When I mentioned the news about WVSOM to some of my fellow residents, they were genuinely shocked. Not only could they not believe a medical school would treat a student who’d been raped poorly, they honest-to-goodness couldn’t fathom the idea that medical students would rape one another. They really just couldn’t comprehend the idea of one of our kind being a sexual predator. Am I the only one bothered that our culture is promoting these kinds of ideas?

It is shocking someone from the Ivy League would rape. It is shocking someone studying to become a doctor would rape. Okay, then who is it that we expect to rape? Apparently we expect uneducated people to rape. I guess the idea is that education is a humanzing process? But rape is, in essence, a very human act. One of the most human acts really. Rape is about anger and the need to control, something every level of society has demonstrated since civilization began. Is it really so difficult to think that Ivy League men, so used to privelege and control, might not have a need to control Ivy League women too? Do medical school admission commitees really get a feel for how angry an applicant is? Unless they’ve been convicted of a felony or misdemeanor, probably not. (And if you’ve ever been in an OR with an instrument-hurling surgeon, you might question if anger in and of itself is a generally discouraged trait in the world of medicine)

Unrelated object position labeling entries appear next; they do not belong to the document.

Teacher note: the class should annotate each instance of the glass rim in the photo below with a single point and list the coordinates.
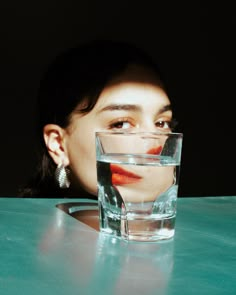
(138, 133)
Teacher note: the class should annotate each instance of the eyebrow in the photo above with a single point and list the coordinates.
(131, 107)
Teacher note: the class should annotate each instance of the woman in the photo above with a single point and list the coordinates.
(101, 85)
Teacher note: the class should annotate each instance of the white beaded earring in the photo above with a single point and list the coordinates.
(62, 176)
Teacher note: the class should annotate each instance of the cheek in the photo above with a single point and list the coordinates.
(83, 163)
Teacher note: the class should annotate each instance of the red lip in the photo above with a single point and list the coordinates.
(155, 150)
(121, 176)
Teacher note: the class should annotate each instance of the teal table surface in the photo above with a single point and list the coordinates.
(44, 250)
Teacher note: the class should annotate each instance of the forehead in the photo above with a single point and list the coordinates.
(135, 85)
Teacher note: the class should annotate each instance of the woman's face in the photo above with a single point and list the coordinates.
(133, 101)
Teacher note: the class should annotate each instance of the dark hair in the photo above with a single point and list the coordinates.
(77, 74)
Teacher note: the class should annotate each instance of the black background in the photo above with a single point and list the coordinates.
(195, 46)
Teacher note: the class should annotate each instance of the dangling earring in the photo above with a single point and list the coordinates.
(61, 176)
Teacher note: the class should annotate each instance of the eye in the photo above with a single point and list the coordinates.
(121, 124)
(168, 124)
(163, 124)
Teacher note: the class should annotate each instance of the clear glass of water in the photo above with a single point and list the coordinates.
(138, 176)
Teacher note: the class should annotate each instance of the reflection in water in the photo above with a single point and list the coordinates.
(132, 267)
(94, 263)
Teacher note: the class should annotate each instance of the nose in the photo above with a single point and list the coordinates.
(148, 126)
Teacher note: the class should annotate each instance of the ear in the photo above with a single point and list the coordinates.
(54, 139)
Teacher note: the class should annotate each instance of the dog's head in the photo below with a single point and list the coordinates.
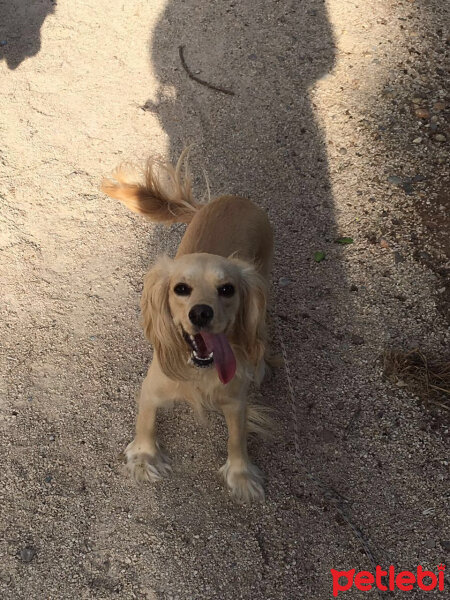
(201, 309)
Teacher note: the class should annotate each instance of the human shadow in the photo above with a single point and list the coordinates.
(20, 28)
(264, 142)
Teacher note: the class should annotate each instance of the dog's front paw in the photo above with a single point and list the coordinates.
(245, 483)
(146, 466)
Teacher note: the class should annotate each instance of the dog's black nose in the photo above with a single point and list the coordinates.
(201, 314)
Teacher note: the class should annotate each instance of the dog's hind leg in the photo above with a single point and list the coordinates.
(145, 460)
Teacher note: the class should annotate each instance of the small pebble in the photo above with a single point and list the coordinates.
(395, 179)
(284, 281)
(27, 554)
(422, 113)
(356, 339)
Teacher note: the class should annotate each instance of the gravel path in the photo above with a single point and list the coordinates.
(338, 126)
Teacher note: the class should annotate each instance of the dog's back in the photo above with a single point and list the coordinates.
(228, 226)
(231, 225)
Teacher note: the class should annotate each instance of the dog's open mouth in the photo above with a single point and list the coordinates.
(212, 348)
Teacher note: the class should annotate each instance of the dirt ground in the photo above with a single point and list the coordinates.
(338, 126)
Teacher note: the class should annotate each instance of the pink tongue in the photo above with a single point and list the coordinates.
(224, 360)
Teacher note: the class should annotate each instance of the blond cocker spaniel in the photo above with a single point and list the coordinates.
(204, 312)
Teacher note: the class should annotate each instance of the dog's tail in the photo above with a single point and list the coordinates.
(164, 197)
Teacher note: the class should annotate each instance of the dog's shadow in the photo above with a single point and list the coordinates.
(20, 29)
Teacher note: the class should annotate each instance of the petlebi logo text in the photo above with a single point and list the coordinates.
(389, 579)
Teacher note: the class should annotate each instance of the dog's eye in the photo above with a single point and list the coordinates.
(182, 289)
(226, 290)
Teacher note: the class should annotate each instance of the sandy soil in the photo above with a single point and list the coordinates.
(338, 126)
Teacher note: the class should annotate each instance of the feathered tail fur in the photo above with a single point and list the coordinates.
(168, 201)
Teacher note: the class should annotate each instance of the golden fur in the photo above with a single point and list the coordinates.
(228, 241)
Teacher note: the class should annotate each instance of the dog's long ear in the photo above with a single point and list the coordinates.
(250, 329)
(157, 320)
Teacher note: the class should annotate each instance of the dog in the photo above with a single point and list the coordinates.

I don’t suppose we’ll ever be as upset with the death of innocent civilians overseas as we will be with the death of innocent civilians in America. Maybe we’ll always mourn more for caucasian, suburban school children shot than we do for african-american inner-city kids killed likewise. But, I hope for better days. And I work for better days. My name is Elizabeth Spaar and I was raped in medical school. Yes, our kind do indeed do that kind of thing. Of course, it was an osteopathic school, so maybe you’re unimpressed.